O setor logístico em Mato Grosso enfrentou uma situação incomum na última semana, com o aumento nos preços dos fretes rodoviários para o transporte de grãos em diversas rotas do estado. Esse fenômeno ocorre apesar de uma oferta equilibrada de cargas, o que sugere que a principal causa para a alta são as dificuldades na disponibilidade de caminhões nas estradas mato-grossenses.
De acordo com informações do Instituto Mato-grossense de Economia Agropecuária (Imea), que divulgou um boletim na quinta-feira (23), uma parte significativa da frota de caminhões deixou o estado. Os transportadores estão buscando oportunidades de fretes mais vantajosos em outras regiões do Brasil, resultando em uma diminuição da oferta local e proporcionando maior poder de negociação para as empresas que permanecem na área.

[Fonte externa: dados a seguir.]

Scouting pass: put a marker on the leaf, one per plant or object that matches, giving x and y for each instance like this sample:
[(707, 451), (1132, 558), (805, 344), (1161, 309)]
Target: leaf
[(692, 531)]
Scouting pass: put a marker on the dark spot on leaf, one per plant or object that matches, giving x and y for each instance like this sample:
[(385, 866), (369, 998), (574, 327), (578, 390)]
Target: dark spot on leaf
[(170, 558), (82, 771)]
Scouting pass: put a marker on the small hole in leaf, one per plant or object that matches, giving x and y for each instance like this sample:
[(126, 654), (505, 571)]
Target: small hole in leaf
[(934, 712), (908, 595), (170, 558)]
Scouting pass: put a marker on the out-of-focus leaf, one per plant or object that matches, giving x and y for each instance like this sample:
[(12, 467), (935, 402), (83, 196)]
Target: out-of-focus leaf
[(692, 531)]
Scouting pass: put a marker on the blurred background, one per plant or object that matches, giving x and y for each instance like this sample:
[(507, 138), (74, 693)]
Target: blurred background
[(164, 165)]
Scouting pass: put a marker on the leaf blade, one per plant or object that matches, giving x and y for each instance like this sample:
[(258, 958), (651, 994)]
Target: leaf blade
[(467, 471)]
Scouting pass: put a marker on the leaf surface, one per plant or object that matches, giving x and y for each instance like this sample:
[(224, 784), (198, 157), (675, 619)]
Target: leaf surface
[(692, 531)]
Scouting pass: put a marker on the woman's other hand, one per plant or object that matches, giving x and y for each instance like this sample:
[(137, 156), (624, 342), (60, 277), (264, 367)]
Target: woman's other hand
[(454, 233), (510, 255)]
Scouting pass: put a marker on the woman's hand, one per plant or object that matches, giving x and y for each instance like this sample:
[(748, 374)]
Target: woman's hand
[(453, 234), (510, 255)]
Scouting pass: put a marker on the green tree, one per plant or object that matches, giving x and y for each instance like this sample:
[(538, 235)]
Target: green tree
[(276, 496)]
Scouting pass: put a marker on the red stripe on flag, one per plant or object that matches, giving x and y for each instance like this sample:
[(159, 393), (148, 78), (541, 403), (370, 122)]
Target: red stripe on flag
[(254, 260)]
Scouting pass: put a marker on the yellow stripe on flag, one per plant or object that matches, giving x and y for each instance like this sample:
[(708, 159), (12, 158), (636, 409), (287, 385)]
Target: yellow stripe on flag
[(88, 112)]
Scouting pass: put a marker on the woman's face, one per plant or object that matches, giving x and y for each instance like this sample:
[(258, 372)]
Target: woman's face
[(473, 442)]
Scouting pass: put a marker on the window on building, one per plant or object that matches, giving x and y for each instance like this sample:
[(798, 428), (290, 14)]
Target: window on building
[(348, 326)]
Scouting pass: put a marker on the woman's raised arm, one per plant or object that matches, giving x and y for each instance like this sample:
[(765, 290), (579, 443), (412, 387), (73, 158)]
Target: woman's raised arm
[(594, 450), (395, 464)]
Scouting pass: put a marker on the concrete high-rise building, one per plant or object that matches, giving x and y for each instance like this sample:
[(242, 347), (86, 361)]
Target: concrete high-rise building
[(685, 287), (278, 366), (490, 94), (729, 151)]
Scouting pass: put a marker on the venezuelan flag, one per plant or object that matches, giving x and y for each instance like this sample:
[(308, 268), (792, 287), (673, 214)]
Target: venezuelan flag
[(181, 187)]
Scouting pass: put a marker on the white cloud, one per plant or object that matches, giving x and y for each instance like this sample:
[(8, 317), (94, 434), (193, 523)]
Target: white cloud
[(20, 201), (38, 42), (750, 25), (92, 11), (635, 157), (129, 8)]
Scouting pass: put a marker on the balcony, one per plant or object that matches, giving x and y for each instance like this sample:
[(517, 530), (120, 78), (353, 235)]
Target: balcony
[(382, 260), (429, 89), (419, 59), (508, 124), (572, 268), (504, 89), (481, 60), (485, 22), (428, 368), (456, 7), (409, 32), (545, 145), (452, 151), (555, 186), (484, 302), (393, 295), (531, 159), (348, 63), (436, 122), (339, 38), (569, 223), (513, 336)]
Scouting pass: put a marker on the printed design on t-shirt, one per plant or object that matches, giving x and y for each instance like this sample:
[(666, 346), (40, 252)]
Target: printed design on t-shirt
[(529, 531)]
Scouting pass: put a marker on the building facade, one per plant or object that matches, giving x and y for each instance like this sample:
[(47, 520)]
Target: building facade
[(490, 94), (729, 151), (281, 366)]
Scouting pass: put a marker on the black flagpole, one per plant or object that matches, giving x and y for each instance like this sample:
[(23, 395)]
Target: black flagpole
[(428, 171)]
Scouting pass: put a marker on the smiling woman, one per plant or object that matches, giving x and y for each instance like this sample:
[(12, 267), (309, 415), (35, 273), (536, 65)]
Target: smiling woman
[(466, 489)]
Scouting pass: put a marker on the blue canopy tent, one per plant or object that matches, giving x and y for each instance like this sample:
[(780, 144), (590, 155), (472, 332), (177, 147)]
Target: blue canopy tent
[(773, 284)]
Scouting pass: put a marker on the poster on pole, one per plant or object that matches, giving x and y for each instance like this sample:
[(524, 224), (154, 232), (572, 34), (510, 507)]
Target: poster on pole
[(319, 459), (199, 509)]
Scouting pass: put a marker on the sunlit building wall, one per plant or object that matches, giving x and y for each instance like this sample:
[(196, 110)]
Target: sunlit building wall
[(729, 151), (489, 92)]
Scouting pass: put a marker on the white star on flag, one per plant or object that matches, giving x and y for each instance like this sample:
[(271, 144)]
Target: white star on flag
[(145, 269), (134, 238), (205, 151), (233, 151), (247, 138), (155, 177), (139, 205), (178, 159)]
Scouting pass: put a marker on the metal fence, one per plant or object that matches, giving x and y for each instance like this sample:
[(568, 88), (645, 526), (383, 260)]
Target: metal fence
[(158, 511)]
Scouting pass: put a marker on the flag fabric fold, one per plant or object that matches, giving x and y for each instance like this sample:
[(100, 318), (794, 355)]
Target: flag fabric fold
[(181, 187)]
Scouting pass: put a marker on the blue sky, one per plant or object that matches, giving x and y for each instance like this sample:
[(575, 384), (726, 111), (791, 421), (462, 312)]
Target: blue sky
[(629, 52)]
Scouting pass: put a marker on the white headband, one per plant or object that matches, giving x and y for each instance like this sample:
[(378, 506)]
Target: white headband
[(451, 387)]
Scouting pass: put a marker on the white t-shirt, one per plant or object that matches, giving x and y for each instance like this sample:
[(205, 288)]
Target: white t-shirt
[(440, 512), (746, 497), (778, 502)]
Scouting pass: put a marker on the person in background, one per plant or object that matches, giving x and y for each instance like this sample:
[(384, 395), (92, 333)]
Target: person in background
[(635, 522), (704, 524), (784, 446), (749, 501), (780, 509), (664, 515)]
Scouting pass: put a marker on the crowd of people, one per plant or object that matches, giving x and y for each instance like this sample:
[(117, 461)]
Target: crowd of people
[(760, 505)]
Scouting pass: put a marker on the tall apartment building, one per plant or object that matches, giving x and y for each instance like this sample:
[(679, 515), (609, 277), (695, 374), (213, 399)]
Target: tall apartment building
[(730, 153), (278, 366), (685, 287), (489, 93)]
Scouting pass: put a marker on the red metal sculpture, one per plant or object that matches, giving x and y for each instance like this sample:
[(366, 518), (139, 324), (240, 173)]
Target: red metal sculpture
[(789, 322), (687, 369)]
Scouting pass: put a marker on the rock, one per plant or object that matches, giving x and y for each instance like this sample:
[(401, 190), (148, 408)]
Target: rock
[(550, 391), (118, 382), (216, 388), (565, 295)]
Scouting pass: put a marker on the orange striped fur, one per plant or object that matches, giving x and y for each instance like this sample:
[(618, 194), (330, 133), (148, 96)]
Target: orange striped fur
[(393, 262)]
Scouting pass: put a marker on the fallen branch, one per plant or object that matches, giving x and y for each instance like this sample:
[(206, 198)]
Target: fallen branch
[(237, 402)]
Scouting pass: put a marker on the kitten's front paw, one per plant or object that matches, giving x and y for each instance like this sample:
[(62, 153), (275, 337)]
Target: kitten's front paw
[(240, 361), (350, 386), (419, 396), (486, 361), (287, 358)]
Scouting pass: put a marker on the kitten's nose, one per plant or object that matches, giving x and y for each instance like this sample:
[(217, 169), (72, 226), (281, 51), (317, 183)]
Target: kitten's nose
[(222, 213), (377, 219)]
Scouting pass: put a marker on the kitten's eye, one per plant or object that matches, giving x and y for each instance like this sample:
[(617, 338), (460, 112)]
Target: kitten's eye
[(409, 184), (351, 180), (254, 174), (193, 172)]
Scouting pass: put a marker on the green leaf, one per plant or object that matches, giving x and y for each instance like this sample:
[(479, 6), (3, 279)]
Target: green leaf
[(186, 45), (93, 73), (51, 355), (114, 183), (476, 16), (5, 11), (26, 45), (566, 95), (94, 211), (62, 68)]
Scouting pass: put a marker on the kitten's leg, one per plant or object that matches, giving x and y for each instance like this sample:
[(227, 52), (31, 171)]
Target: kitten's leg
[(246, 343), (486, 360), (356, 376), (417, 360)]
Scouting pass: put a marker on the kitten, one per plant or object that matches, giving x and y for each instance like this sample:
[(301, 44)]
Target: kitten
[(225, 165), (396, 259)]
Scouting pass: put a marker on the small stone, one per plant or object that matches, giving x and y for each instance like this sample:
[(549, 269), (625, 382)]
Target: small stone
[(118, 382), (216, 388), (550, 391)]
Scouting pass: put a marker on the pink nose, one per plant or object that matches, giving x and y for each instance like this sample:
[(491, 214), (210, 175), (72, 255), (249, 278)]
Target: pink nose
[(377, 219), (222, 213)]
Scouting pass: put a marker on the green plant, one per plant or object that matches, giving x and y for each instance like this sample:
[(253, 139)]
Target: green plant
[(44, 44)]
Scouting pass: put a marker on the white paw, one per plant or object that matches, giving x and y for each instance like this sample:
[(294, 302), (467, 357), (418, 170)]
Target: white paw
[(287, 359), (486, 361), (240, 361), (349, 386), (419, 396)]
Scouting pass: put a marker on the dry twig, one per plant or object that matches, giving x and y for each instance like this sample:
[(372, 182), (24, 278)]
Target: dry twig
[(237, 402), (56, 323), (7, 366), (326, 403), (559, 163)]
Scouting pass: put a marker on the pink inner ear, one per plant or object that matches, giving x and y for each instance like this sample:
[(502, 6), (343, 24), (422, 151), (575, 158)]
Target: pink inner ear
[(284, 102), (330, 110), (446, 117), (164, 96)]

As rotas que ligam Diamantino a Rondonópolis e Querência a Uberlândia (MG) registraram as maiores variações nos preços. O trecho de Diamantino a Rondonópolis, considerado um dos mais importantes para o escoamento de grãos, teve um aumento de 3,20%, atingindo uma média de R$ 155,00 por tonelada. Já a rota entre Querência e Uberlândia apresentou um incremento de 3,28%, com o valor médio de R$ 333,70 por tonelada. Esses dados evidenciam a pressão sobre os custos em um período crítico para o escoamento da safra, afetando diretamente a planilha de custos dos produtores rurais.
Rodrigo Silva, coordenador de inteligência de mercado agropecuário do Imea, afirma que a situação atual não corresponde à normalidade esperada. Ele observa que, nesta época do ano, seria comum observar uma desvalorização nos preços de frete, especialmente com o término da colheita da soja da safra 2025/26.
A manutenção dos preços elevados também é influenciada pelo custo do diesel, que continua a pressionar os gastos operacionais das transportadoras, mantendo-se acima dos níveis observados no mesmo período do ano anterior. Mato Grosso depende fortemente da malha rodoviária para o transporte de sua produção até os centros consumidores e portos. Com o aumento no valor do frete, a rentabilidade dos produtores é imediatamente impactada, uma vez que os custos logísticos são componentes cruciais do custo total de produção.
Rodrigo Silva ressalta que a eficiência no escoamento da produção é vital para a sustentabilidade econômica das propriedades rurais e para a competitividade do estado como um dos principais produtores de grãos do país.